Winfried Wilcke
Dr. Winfried Wilcke
Senior Manager, Nanoscale Science & Technology
Program Director, Silicon Valley Projects
IBM Almaden Research Center, California
Wnfried W. Wilcke works at the IBM Almaden Research Center in San Jose, California. He received a Ph.D. in experimental nuclear physics in 1976 from the Johann-Wolfgang Goethe Universitaet, Frankfurt, Germany, and worked at the University of Rochester, Lawrence Berkeley Lab and Los Alamos, co-authoring well over 100 papers on nuclear heavy-ion reactions and muon physics. In 1983 he joined IBM Research in Yorktown Heights, where he worked initially on VLSI RISC CPU design and then played a key role in convincing IBM to build very scalable message-passing supercomputers, which was an extremely controversial point of view. He became senior manager in charge of the Victor and Vulcan projects, which were the precursors of the very successful IBM SP message-passing supercomputer product line. Today, the fastest supercomputers in the world -like the IBM Blue Gene- are all based on this once so controversial model.
In 1991, Wilcke joined HAL Computer Systems as a very early employee. He was initially Director of Architecture and later CTO. HAL was instrumental in creating -in collaboration with Sun Microsystems- the 64-bit Sparc architecture, which has been the foundation of Sun's and Fujitsu RISC system businesses since 1996. HAL grew to over 400 employees and was acquired by Fujitsu. Today, the HAL Sparc64 processor architecture is now in its 5th generation and sold by both Fujitsu and Sun. In 1996 Wilcke retired and embarked on an extended tropical sailing voyage.

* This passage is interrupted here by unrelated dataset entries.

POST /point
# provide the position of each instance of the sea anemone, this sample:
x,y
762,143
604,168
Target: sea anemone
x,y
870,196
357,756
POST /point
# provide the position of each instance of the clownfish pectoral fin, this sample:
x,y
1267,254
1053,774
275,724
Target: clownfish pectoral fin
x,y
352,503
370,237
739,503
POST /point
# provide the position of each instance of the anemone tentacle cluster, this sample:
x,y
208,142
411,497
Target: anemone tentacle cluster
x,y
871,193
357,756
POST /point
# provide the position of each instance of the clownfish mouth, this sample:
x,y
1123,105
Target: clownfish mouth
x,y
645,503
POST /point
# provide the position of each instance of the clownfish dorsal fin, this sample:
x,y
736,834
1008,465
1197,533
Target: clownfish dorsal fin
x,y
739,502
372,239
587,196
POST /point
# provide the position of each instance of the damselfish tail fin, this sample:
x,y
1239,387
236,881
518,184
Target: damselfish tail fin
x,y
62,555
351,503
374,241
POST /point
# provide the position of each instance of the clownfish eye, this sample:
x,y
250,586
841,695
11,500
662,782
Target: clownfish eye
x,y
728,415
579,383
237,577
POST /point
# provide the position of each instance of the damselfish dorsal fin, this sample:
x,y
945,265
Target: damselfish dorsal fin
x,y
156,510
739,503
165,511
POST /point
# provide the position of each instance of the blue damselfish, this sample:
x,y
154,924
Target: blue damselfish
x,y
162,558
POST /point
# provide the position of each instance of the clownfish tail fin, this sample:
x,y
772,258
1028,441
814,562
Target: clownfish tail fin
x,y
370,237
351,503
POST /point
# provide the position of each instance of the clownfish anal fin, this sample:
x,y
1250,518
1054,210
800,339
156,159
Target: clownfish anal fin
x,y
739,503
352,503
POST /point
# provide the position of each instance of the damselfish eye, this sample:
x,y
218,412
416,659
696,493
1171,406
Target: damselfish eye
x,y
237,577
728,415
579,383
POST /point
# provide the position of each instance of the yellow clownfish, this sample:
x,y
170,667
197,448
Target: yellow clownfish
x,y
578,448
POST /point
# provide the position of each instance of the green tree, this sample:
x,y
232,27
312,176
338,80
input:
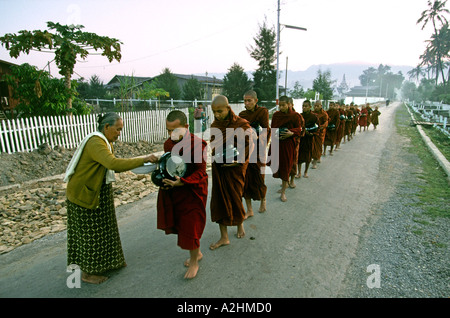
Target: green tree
x,y
67,43
192,89
264,52
40,94
436,13
168,82
297,91
92,89
236,83
322,84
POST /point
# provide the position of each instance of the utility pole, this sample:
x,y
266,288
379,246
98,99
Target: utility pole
x,y
278,47
285,78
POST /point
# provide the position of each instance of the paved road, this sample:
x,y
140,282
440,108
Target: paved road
x,y
300,248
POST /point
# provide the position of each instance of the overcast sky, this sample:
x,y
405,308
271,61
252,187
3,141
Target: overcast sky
x,y
199,36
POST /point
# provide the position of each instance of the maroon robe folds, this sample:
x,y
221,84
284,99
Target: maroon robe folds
x,y
255,187
363,117
228,182
341,128
182,210
331,134
306,142
320,137
287,147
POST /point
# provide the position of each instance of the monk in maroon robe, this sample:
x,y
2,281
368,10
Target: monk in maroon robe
x,y
181,205
228,176
355,119
332,128
306,141
255,187
363,118
297,143
348,123
319,139
288,124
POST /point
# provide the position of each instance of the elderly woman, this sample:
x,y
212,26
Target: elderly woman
x,y
93,241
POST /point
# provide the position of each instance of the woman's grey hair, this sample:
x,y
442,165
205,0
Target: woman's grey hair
x,y
108,118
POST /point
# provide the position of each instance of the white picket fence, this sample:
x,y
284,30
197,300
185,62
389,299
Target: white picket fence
x,y
27,134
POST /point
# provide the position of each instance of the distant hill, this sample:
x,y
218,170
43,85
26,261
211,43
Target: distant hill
x,y
352,71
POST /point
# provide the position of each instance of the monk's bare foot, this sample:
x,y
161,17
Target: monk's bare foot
x,y
188,261
262,207
191,271
240,231
93,279
192,264
219,243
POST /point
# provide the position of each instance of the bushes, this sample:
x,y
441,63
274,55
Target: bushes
x,y
40,94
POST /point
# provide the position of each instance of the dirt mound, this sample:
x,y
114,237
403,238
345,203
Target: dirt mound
x,y
44,162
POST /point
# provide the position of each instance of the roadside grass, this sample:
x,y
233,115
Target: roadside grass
x,y
441,141
433,196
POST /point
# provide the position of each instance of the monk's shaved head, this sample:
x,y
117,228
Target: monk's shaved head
x,y
220,100
220,107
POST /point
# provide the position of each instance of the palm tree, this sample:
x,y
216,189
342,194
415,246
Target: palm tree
x,y
416,73
434,13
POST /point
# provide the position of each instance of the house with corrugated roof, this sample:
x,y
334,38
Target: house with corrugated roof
x,y
212,85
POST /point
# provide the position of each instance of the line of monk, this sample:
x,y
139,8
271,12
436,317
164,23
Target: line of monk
x,y
292,138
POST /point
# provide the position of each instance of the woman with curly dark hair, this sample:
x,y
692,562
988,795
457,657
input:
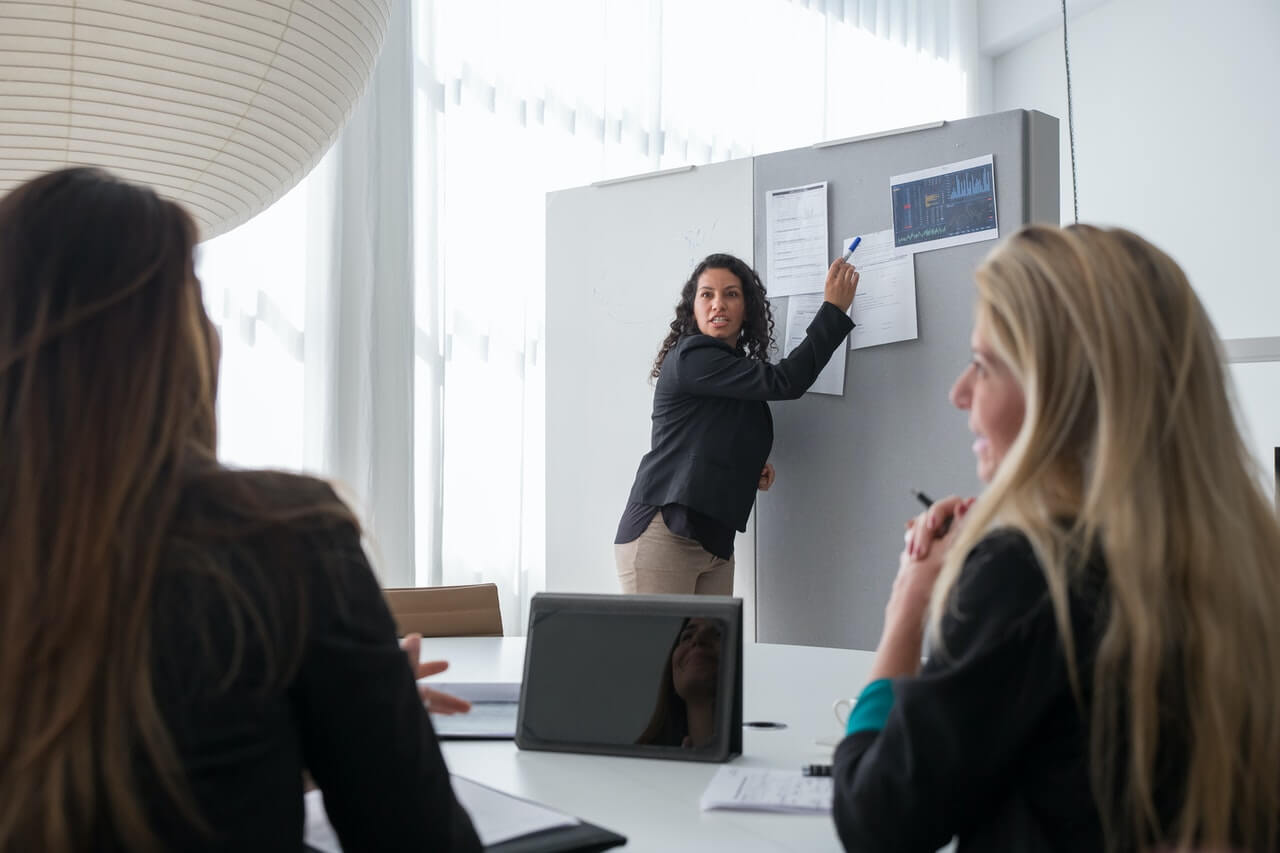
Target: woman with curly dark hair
x,y
712,429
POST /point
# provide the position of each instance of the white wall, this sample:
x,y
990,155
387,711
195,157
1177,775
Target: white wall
x,y
1176,137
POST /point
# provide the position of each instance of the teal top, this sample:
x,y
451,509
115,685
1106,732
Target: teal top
x,y
872,707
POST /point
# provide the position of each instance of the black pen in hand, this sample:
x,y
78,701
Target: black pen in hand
x,y
928,502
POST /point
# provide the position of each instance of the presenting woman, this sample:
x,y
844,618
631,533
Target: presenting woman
x,y
712,429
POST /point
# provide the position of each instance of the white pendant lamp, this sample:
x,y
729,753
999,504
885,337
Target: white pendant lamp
x,y
219,105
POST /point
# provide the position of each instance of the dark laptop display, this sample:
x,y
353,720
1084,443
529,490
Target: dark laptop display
x,y
644,675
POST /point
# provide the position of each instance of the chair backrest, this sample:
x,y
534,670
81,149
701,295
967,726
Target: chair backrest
x,y
447,611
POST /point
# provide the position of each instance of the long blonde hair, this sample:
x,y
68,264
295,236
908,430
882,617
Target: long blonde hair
x,y
1129,432
108,373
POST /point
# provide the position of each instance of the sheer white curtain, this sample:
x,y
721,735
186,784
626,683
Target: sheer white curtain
x,y
314,302
515,99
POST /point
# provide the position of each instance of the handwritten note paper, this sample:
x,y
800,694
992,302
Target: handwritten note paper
x,y
795,222
885,305
800,313
758,789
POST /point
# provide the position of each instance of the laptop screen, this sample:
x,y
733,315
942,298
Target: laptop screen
x,y
632,675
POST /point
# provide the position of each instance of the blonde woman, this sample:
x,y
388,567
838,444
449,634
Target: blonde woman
x,y
1106,673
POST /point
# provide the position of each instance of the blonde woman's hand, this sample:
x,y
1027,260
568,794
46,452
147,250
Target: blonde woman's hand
x,y
767,477
899,651
841,284
435,701
924,529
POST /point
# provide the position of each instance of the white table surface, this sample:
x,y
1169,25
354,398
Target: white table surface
x,y
654,803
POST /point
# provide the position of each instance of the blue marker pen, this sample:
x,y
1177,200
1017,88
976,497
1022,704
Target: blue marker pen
x,y
851,247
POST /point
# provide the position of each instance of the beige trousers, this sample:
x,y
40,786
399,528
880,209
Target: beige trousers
x,y
659,561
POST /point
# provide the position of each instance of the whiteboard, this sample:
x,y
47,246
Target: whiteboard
x,y
617,255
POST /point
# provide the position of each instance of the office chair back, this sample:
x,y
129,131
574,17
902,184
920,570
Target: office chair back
x,y
447,611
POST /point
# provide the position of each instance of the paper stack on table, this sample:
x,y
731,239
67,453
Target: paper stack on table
x,y
759,789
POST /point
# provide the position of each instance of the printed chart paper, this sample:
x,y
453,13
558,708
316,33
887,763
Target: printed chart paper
x,y
947,205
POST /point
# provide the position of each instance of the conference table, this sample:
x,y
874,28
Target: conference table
x,y
653,802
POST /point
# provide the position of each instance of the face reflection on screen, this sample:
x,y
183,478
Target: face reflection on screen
x,y
685,708
624,679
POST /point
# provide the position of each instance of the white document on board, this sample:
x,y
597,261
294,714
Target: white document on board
x,y
795,222
885,305
759,789
800,310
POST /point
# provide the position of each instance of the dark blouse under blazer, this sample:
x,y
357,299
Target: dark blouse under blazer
x,y
712,429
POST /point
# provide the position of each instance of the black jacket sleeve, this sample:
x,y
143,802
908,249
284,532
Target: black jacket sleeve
x,y
956,730
366,738
709,368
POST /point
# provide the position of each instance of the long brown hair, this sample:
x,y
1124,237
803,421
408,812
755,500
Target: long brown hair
x,y
757,336
1129,430
108,373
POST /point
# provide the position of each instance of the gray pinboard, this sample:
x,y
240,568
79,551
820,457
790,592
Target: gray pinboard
x,y
830,530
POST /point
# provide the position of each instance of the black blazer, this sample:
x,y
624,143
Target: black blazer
x,y
712,429
987,743
348,712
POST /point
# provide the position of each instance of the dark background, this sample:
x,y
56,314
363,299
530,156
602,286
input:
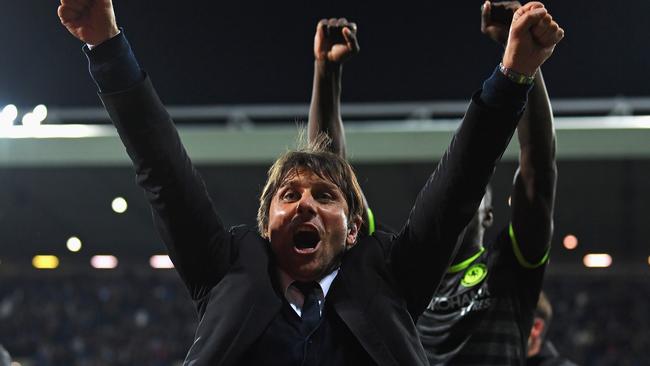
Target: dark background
x,y
603,203
222,52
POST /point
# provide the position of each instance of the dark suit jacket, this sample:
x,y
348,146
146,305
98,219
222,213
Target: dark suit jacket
x,y
385,281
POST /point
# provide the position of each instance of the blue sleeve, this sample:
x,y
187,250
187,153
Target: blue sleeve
x,y
113,65
501,92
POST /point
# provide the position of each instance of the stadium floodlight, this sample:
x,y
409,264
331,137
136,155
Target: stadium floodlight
x,y
8,116
45,261
73,244
597,260
160,262
119,205
40,112
570,242
103,261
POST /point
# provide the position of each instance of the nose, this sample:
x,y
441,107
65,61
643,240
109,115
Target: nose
x,y
306,205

In the late nineties, he missed the challenge of working in High Tech and rejoined IBM Research at Almaden, where, in 2001, he launched the IBM IceCube project, a highly scalable 'brick' architecture for data-intensive computing and storage. This technology formed the basis for Seval Systems, Inc., a venture-capital funded spin-out from IBM Research, led by Wilcke as CTO/acting CEO. However, he soon came to the conclusion that the expected ROI did not warrant continuation of the venture and shut it down within a year. He returned to lead research in physics, and is currently senior manager of the Almaden Nanoscience and Technology area, which is engaged in a wide variety of nanoscale activities, ranging from novel memory and storage devices to work on developing synapses for an artificial brain to energy related projects. He still remains active in computer architecture.
Wilcke just published an anthology, Random Walk, about his many (mis)adventures in Science and Technology and while playing with his airplanes, sailboats and underwater.